Intelligence metadata | MITRE ATT&CK | Classifications

MITRE ATT&CK is a knowledge base of adversary tactics and techniques based on real-world observations that codifies many of the tactics, (sub-)techniques, and procedures (TTPs) malicous actors may use to gain information about and access to your IT infrastructure.

MITRE ATT&CK website

See https://attack.mitre.org/ for more information.

When a TTP is assigned to an entity that is called a classification. Entities can have multiple classifications, but only entities can be classified with ATT&CK TTPs.

Heat maps

You can analyze the relative occurence of classifications in your intelligence with MITRE ATT&CK analysis.

You can:

• Assign and usassign MITRE ATT&CK classifications to entities.

• View entities’ classifications.

• Use classifications to search for and filter entities.

More information

When hovering over the information icon for an ATT&CK classification, select READ MORE to go to that classification’s attack.mitre.org page.

The icon is only visible if your user has a role that has the read attack permission.

Version support

• Intelligence Center v3.4 supports MITRE ATT& CK v15.1.

• Older versions of MITRE ATT&CK are supported for:

  • Classifications revoked after MITRE ATT&CK v9.0.
    (These classifications remain assigned and can still be assigned to entities.)

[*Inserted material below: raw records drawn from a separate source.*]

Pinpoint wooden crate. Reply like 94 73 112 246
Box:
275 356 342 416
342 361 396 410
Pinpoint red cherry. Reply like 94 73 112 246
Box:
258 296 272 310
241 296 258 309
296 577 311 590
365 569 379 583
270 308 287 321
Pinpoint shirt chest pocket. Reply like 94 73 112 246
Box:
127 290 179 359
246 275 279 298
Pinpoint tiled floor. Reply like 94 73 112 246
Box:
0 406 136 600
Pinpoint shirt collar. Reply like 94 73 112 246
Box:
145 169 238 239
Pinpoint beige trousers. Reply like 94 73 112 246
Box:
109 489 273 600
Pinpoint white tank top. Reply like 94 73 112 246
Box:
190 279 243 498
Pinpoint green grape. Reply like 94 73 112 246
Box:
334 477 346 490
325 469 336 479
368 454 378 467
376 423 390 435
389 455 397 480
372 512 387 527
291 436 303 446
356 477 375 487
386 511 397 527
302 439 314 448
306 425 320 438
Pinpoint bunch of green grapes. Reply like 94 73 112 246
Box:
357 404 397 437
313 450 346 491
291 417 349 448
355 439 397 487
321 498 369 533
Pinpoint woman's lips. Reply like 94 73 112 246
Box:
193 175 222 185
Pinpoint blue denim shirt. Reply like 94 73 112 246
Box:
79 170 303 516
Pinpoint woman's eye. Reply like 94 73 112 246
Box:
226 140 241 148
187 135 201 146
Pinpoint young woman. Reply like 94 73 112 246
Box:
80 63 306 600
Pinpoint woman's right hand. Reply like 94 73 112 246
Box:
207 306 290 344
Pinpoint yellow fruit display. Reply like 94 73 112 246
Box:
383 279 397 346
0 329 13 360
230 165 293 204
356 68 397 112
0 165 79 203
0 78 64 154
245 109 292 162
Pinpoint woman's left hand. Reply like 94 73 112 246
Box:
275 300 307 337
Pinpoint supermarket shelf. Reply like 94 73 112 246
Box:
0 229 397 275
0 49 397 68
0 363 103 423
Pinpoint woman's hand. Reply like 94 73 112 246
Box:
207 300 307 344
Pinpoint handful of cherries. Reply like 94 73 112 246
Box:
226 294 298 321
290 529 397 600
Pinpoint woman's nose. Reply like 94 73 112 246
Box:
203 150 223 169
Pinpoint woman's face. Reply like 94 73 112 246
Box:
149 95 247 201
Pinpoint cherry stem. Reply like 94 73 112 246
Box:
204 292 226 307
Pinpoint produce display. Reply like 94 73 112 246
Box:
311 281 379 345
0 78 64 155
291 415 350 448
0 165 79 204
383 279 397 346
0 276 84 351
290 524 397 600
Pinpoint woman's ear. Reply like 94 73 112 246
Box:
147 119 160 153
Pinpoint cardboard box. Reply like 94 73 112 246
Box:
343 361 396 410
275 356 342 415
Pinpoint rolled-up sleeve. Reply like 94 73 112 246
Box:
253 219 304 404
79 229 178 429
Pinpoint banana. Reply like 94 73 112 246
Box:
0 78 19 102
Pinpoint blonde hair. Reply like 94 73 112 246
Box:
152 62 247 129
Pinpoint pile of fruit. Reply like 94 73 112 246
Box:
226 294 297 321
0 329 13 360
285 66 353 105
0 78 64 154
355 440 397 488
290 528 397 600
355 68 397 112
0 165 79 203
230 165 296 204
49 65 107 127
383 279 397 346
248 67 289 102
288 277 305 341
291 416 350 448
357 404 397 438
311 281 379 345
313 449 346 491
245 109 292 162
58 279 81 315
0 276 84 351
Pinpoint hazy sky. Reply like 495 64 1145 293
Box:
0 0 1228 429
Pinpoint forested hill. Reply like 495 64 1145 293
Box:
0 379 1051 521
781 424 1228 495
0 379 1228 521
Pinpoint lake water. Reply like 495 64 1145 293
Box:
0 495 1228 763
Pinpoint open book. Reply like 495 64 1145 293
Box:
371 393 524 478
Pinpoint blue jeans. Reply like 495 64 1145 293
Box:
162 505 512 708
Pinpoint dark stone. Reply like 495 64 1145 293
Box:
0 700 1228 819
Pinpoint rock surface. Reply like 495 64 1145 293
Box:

  • Entities exported from earlier versions of EclecticIQ Intelligence Center and imported in v3.4:

    • If the assigned classifications have not been renamed or were revoked-and-replaced, the imported entities will retain their assigned classifications.

    • If the assigned classifications were renamed (but retained their ID), the entity will be classified with the up-to-date classification names.

      Must update queries

      If a query (in a Search query dataset or rule, for example) uses a or renamed ATT&CK classification, those queries must be updated to use the updated ATT&CK classification to continue to work.